The reason every transformer uses layer norm rather than batch norm is here in a nutshell: independence across examples, no train/eval skew, no batch-size sensitivity. Batch norm is still the default for CNNs on images, where batch-statistics regularization is part of the appeal.

Complexity

Time: O(N · D) for both forward and backward (N = elements outside the feature axis).
Space: O(N · D) for caching x̂ and σ.

Variations worth knowing

RMSNorm: drop the mean subtraction, divide only by the root-mean-square of x.

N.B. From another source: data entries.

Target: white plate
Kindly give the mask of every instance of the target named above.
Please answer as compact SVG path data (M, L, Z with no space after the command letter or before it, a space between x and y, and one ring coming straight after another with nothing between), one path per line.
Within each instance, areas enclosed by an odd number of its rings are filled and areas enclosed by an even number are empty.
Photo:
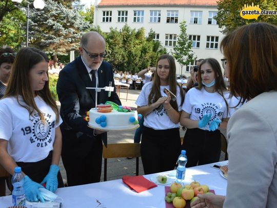
M166 180L166 182L165 183L162 183L159 182L159 180L157 179L157 177L161 175L154 175L151 176L150 180L152 182L157 184L159 185L168 185L169 184L171 184L173 182L173 179L169 177L168 176L166 176L167 177L167 180Z
M224 174L223 174L223 173L222 172L222 171L220 171L220 175L221 175L222 177L223 177L224 178L227 179L227 177L226 177L226 176L224 175Z

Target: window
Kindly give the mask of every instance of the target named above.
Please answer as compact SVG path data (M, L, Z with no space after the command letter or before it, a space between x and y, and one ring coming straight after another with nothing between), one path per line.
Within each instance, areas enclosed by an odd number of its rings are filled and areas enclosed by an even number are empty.
M117 21L118 22L127 22L128 11L118 11Z
M209 12L209 18L208 18L208 25L216 25L216 20L213 18L216 16L216 12Z
M195 66L195 65L196 61L194 61L194 63L191 63L191 62L190 62L189 65L187 65L186 66L186 72L190 72L190 68L191 68L191 66Z
M191 24L202 24L202 12L191 11L189 23Z
M168 10L167 11L166 22L167 23L178 23L178 11Z
M111 11L103 11L102 21L103 22L111 22Z
M149 22L161 22L161 10L150 10L150 18Z
M143 22L144 16L144 11L134 10L134 22Z
M207 49L218 49L219 36L207 36L206 48Z
M189 35L189 40L191 41L192 48L199 48L200 46L200 35Z
M177 35L173 34L166 34L165 46L175 46L177 40Z
M160 34L156 33L153 39L154 40L159 40L160 39Z

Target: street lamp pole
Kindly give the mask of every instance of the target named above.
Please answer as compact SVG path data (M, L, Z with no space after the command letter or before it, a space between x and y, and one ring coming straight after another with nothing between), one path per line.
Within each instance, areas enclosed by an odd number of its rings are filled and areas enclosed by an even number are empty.
M23 0L12 0L12 2L16 2L17 3L21 3ZM45 4L43 0L34 0L34 8L35 9L43 9L45 6ZM27 4L27 8L25 7L27 9L26 11L26 18L27 18L27 28L26 28L26 47L28 47L29 45L29 3Z

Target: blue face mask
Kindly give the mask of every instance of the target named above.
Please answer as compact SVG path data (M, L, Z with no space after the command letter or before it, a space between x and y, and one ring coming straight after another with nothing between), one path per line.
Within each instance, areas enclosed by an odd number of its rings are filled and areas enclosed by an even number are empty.
M213 85L214 85L214 84L215 84L215 79L214 79L213 80L212 80L212 82L209 84L205 83L204 82L203 82L203 80L202 80L201 82L203 85L205 85L208 87L212 87Z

Slightly cheaper and empirically just as good in modern LLMs (used in LLaMA, T5).
Group norm: a middle ground between layer and batch norm — partition channels into groups and normalize within each. Strong for small batches in vision.
Pre-norm vs post-norm in transformers: apply LN before each sublayer (and after the final block) gives much more stable training than applying it after the residual add, which is why all modern decoders are pre-norm.
Weight standardization: the dual idea — normalize weights instead of activations. Pairs well with group norm for very-large-model training.